La Stampa, 24 aprile 2017
Hong Kong ed Emirati pazzi di mozzarella
Le mozzarelle italiane, si sa, sono sempre piaciute all’estero. Ma il margine di crescita è ancora ampio. Le nuove frontiere si chiamano Cina, Hong Kong ed Emirati Arabi. E pure l’Europa, pur senza risultati spettacolari, continua a salire.
L’Asia e il Medio Oriente, infatti, ha raddoppiato i propri record nel 2016. Dei mercati esteri già consolidati, invece, cresce la Francia. Nel 2016 ci sono state in Italia vendite pari al 67,9 per cento del totale della produzione, mentre all’ estero è stato collocato il 32,1 per cento. Rispetto al 2015, l’export è aumentato del 0,6 per cento per un fatturato di circa 2 milioni di euro in più. A dirlo sono i dati della “Mozzarella di Bufala Campana Dop” per il 2016.

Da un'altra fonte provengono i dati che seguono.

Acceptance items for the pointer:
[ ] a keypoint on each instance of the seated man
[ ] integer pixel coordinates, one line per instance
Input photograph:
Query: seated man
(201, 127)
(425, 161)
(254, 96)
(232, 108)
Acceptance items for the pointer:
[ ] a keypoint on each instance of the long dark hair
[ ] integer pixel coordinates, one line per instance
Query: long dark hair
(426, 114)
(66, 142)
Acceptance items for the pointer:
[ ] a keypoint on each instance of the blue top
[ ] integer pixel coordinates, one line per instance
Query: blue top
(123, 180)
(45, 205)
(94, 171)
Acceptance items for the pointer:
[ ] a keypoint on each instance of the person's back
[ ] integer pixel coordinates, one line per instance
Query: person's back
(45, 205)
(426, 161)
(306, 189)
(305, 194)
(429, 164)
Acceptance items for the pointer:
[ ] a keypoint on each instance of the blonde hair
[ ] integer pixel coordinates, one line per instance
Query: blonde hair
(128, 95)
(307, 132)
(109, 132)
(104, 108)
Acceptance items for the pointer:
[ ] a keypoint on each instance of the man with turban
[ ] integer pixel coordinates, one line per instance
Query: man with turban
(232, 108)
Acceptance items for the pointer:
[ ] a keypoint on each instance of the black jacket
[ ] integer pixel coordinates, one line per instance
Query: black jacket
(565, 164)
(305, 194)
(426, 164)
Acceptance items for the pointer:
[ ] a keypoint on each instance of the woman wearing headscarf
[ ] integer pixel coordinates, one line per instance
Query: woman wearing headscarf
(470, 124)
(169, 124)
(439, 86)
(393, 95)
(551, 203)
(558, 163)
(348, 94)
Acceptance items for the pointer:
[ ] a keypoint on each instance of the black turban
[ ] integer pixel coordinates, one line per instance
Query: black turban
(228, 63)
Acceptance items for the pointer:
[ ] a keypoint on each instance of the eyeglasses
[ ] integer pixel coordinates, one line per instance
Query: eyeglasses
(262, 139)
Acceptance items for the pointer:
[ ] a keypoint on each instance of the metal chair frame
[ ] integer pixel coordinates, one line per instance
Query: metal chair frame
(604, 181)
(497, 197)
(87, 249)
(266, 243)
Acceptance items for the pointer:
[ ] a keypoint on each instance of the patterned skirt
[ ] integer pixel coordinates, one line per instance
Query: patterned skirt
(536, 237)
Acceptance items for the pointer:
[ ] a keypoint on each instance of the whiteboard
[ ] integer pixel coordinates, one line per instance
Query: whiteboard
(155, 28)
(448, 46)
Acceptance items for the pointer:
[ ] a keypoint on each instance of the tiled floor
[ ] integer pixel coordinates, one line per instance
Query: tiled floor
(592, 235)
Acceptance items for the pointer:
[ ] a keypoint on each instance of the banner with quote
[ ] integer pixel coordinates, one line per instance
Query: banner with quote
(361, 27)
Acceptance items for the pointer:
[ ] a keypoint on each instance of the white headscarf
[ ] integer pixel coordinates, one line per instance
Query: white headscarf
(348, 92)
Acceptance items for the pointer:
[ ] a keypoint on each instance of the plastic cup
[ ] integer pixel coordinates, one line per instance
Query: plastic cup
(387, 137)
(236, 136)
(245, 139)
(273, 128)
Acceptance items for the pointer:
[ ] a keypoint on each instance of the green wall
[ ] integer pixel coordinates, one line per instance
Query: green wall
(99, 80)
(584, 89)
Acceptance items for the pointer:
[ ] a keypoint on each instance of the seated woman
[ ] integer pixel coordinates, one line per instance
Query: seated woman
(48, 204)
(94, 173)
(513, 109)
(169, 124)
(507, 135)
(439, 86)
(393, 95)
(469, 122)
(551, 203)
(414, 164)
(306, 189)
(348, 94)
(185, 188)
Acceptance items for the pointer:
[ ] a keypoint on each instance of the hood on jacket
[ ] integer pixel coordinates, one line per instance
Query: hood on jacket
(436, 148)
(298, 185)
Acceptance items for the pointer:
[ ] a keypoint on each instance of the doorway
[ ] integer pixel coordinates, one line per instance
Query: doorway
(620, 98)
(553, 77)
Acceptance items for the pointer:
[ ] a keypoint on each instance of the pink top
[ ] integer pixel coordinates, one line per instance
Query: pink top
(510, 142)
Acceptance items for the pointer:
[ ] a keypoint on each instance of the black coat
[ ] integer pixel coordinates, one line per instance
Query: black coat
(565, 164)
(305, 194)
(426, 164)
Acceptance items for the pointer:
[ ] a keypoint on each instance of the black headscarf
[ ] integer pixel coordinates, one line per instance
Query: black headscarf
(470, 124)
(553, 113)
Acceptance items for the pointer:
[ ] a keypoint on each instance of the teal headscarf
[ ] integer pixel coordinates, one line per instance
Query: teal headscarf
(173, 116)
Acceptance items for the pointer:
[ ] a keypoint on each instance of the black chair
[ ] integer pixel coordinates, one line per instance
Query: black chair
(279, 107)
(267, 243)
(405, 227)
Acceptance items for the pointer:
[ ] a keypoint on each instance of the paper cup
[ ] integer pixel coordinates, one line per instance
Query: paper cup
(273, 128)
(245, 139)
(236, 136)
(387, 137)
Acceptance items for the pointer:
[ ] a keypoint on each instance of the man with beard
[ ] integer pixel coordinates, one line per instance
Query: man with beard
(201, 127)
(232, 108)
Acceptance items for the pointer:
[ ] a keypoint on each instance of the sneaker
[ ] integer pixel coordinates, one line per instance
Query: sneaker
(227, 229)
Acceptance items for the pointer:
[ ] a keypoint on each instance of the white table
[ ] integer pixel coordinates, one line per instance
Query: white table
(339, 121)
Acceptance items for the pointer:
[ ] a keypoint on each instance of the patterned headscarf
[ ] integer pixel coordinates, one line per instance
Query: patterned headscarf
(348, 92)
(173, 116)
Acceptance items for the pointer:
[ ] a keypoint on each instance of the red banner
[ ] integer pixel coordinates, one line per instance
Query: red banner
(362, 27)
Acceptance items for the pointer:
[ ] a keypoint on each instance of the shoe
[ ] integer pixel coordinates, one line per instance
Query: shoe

La Francia si attesta primo Paese con un aumento del 2 per cento in più rispetto allo scorso anno, con il 27,63 per cento rispetto al 25,69 del 2015. A seguire, la Germania che subisce, invece, un calo del 4 per cento passando dal 27,25 del 2015 al 23,60 nel 2016. La Brexit, almeno per il momento, non si sente: rispetto al 2015, il Regno Unito cresce del 2 per cento circa. Stesso dato per la Spagna che passa in un anno dal 4,40 al 6,30 del 2016. Raddoppia anche l’importazione in Giappone attestandosi al 3,17 per cento. Inoltre, si è registrato un aumento delle richieste di Mozzarella di Bufala Campana Dop da parte di Paesi dell’Est Europa come Polonia, Ungheria, Bulgaria. Ritorna ad essere una piazza «appetibile» nel 2016 anche la Grecia.
Per l’Italia si registra invece un calo di vendite nell’area Dop di circa il 4 per cento a vantaggio dell’Area 3 (Toscana, Marche, Abruzzo, Umbria, Molise, Lazio) e dell’Area 1 (Piemonte, Liguria, Valle D’Aosta, Lombardia).
I canali di vendita restano più o meno stabili.